Updated

Lying in ambush, soldiers from Pakistan's Anti-Narcotics Force shouted orders to halt. The smugglers responded with gunfire, officials said at a news conference to show off the drugs seized during the operation.

When the shootout a week ago was over, two smugglers lay wounded, one mortally; six were captured and a few escaped.

The haul -- 1,430 pounds of heroin and 550 pounds of morphine with an estimated value of $550 million if it had reached the streets of Europe or America -- is believed by U.N. drug officials to be one of the biggest ever.

The U.S.-led war on the Taliban had disrupted the world's biggest heroin trafficking route, from Afghanistan through Pakistan and onward to Europe. The flow of Afghan heroin -- already pinched by an edict from Taliban leader Mullah Mohammed Omar banning opium poppy cultivation -- dried to a trickle.

But now, with the Taliban defeated and the international community pressuring Afghanistan's new government to launch a comprehensive crackdown on drugs, traffickers have been moving huge amounts of heroin out of Afghanistan in the past two weeks, officials say.

"After several months of calm on the drug front, traffickers have decided to move their stocks out of Afghanistan," Bernard Frahi, the senior U.N. anti-narcotics official in Pakistan and Afghanistan, told reporters Saturday.

"They know that their stockpiles are going to be destroyed along with terrorist hiding places," Frahi said.

Although Omar ordered a halt to cultivation 18 months ago, the United Nations believes opium stocks remained from previous harvests, and some was likely grown illegally. Also, U.S. officials said last March that it appeared the anti-Taliban northern alliance had done nothing to stop cultivation or trafficking in the areas it controlled at the time.

Western dignitaries visiting Afghanistan over the past week, including British Prime Minister Tony Blair and nine U.S. senators, told Prime Minister Hamid Karzai's interim administration that one outcome of the U.S.-led war must be an end to his country's role in the heroin trade.

Afghans have increasingly relied on opium poppy cultivation since the war against Soviet occupation in the 1980s. For many farmers, growing opium is the only way of making a living in a shattered society where no other crops can be brought to market.

In 1985, Afghanistan produced 31 percent of the world's opium, according to the U.N. Office for Drug Control and Crime Prevention. By 1999, that had grown to 73 percent.

Warlords and tribal leaders paid their followers with opium money, and Pakistani and Russian traffickers grew rich getting the drug to market.
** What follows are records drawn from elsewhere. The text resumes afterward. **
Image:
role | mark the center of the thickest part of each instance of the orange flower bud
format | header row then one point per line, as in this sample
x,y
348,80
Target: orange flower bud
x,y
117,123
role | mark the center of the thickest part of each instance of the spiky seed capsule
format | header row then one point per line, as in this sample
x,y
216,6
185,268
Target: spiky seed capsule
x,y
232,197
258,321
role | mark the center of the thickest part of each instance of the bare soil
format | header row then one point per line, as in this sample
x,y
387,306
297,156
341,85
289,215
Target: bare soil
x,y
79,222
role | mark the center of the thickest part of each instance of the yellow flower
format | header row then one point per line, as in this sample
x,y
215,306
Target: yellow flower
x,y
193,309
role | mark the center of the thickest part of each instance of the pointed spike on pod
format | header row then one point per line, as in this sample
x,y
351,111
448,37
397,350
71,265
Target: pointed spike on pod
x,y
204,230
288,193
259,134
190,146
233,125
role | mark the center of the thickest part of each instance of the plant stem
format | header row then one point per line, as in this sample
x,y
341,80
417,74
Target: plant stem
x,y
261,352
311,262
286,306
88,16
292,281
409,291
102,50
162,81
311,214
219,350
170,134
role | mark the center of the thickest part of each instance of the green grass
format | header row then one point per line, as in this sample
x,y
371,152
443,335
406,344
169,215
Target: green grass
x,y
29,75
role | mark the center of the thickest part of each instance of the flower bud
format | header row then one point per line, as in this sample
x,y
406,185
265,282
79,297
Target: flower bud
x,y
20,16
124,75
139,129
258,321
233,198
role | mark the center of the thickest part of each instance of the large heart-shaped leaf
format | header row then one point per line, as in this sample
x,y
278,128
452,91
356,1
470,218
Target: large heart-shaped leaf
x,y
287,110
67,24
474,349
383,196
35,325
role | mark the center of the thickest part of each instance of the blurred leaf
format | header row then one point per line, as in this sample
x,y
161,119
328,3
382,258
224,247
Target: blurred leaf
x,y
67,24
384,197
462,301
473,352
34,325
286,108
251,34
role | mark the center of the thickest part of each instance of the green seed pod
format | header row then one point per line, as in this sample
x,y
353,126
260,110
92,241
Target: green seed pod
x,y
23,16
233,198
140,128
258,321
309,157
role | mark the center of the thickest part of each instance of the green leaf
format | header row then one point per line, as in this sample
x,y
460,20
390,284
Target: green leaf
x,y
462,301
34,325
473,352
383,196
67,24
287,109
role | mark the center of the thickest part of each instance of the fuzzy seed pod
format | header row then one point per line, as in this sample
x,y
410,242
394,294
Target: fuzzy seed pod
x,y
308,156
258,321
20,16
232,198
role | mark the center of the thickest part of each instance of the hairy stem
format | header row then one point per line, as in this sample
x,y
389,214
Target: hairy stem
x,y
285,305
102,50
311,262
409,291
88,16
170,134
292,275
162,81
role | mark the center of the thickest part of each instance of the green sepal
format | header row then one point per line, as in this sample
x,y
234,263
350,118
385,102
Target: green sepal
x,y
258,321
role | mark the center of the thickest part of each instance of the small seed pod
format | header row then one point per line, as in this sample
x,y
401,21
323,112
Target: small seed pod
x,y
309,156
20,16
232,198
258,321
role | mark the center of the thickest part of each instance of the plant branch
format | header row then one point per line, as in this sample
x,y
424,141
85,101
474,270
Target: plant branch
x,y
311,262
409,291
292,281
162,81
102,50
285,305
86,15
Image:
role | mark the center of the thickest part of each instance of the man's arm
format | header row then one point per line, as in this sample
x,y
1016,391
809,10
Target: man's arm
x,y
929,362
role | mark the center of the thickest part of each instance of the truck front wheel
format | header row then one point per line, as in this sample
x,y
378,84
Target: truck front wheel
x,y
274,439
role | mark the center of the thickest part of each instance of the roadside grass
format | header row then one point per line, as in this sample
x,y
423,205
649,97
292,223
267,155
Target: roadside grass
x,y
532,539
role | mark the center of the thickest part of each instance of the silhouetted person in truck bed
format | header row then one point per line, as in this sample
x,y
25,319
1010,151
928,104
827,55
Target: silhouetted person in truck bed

About 90 percent of Afghanistan's heroin ended up in Europe.

In July 2000, Omar issued one of the most internationally friendly edicts of his rule, banning the cultivation of opium as being against Islam. Opium production fell 94 percent last year to 185 tons, the United Nations estimates.

But Omar never cracked down on trafficking. The Taliban earned revenue from levies on shipments. Opium and heroin still moved from Afghanistan southward into Pakistan, then took sea routes or went overland through Iran and Turkey into Europe. Other Afghan opium moved north into Tajikistan and Uzbekistan.

Since the Taliban collapsed, Omar's edict has been ignored by tribal leaders eager to get back into the business. New poppy fields have already been planted in Helmand and Kandahar provinces, the Taliban's southern heartland.

"We are expecting a bumper crop come April and May," said Maj. Gen. Zafar Abbas, director-general of Pakistan's Anti-Narcotics Force.

His forces have benefited from a three-year, $5 million U.N. program that provided them with pickups, motorcycles, night-vision gear and even camels and horses.

But he faces a clever enemy. The smugglers are turning away from road traffic to camels, plodding through remote ravines to avoid detection. They are also well-armed: a surface-to-air missile was recently seized.

The authorities showed off their drug haul from the Jan. 7 ambush Saturday at Turbat, a dusty outpost in sprawling, sun-scorched Baluchistan province near the border with Iran.

Confiscated pickup trucks, some riddled with bullets, also were on display, and the sad-looking survivors of the ambushed caravan were lined up. All were Iranians. They could face the death penalty.

"This is a game of hide and seek," Maj. Azhar Aref, who led the ambush, said of the smugglers. "They pay shopkeepers and drivers to tell them when we go out. We have to deceive them in order to catch them."

His men are paid less than $100 a month, and the major and general both acknowledged that a storeroom filled with seized heroin and hashish is a temptation to corruption.

"We have very little, but it happens," Aref said. "We start off by being very selective, taking only very moral people. But they are human beings, too."